The target signal is first encoded as an initialization to the latent representation by an encoder. Then the latent vector z is optimized according to a reconstruction criterion through interative ADMM back-propagation. The latent variable is also discretized in this iterative back-propagation (BP) process.The quantized latent signal is entropy encoded for further code size reduction. In the proposed framework, the generator parameters are shared between the transmitter and receiver. At the receiver, the generator decodes the latent signal, which is converted back to its original format via post-processing.
The detailed neural network structure of our generator model.
In order to use the datasets used in the paper, please download the Open Image dataset, the Kodak dataset, and the TIMIT dataset.
- The Open Image dataset are used for training the image compression network.
- The Kodak datasets is implemented for testing the performance.
- The TIMIT dataset is used for training the speech compression network.
- The compressed signal is the input for the generator network.
To further reduce the bitrate of the compressed signal, we applied ADMM quantization for the compressed signal by searching the optimal quantized latent through back-propagation iteratively.
To further reduce the size of the compressed signal, we implemented the Huffman coding as the final compression step in our framework.
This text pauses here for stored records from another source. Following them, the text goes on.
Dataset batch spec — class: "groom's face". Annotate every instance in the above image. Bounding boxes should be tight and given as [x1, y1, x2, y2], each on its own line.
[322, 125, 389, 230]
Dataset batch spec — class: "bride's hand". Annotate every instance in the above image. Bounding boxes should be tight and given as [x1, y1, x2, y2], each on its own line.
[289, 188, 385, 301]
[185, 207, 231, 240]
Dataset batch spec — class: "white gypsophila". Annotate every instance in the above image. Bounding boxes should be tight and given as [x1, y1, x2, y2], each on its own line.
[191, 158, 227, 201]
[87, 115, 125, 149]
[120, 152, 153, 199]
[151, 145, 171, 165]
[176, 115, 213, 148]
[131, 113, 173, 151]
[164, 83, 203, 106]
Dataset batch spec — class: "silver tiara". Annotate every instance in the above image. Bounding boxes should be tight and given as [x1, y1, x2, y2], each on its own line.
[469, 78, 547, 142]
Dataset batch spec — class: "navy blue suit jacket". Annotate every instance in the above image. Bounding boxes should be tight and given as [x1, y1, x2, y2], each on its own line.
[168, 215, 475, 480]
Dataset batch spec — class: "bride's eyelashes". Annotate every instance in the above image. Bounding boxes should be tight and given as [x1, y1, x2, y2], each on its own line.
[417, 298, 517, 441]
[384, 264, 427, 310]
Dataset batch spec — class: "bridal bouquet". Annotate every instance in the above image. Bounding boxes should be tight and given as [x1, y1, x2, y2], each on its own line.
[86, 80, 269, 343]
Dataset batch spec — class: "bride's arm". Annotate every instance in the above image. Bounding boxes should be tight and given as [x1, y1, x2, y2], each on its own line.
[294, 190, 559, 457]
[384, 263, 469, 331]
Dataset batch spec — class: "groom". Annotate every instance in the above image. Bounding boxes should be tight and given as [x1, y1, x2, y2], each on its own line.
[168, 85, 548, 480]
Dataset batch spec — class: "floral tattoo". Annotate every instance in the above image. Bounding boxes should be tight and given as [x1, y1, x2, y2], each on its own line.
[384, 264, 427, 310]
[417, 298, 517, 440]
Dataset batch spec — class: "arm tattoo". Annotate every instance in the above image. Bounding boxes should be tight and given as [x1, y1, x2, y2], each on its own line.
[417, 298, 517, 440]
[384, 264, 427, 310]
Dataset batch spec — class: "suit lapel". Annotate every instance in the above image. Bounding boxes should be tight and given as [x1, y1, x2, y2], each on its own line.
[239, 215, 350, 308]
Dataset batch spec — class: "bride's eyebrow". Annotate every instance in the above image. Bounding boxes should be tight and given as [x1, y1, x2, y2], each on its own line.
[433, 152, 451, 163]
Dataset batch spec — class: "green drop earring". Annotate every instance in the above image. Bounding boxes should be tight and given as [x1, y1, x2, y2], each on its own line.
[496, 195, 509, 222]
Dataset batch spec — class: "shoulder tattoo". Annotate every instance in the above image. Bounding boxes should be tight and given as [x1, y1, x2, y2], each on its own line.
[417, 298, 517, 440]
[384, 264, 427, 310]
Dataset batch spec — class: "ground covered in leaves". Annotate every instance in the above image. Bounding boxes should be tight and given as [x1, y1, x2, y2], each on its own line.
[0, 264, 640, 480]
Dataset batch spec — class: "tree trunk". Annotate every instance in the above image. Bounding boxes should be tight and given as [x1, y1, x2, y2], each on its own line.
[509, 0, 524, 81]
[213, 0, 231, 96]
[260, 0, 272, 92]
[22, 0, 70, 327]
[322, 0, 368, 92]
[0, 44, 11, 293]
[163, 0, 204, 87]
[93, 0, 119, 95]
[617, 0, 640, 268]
- Install Pytorch and Torchvision website
- Install requirement package libfftw3-dev, liblapack-dev, ltfatpy, librosa
$ sudo apt install libfftw3-dev
$ sudo apt install liblapack-dev
$ pip install ltfatpy, librosa
With all the package and data downloaded, train the compression model with commend:
$ python train.py
To tested the result without ADMM quantization,
$ python test.py
To test the result with ADMM quantization
$ python Compression_ADMM.py
Please cite our paper if you find our paper useful for your research.
@INPROCEEDINGS{9053233,
author={B. {Liu} and A. {Cao} and H. -S. {Kim}},
booktitle={ICASSP 2020 - 2020 IEEE International Conference on Acoustics, Speech and Signal Processing (ICASSP)},
title={Unified Signal Compression Using Generative Adversarial Networks},
year={2020},
volume={},
number={},
pages={3177-3181},
doi={10.1109/ICASSP40776.2020.9053233}}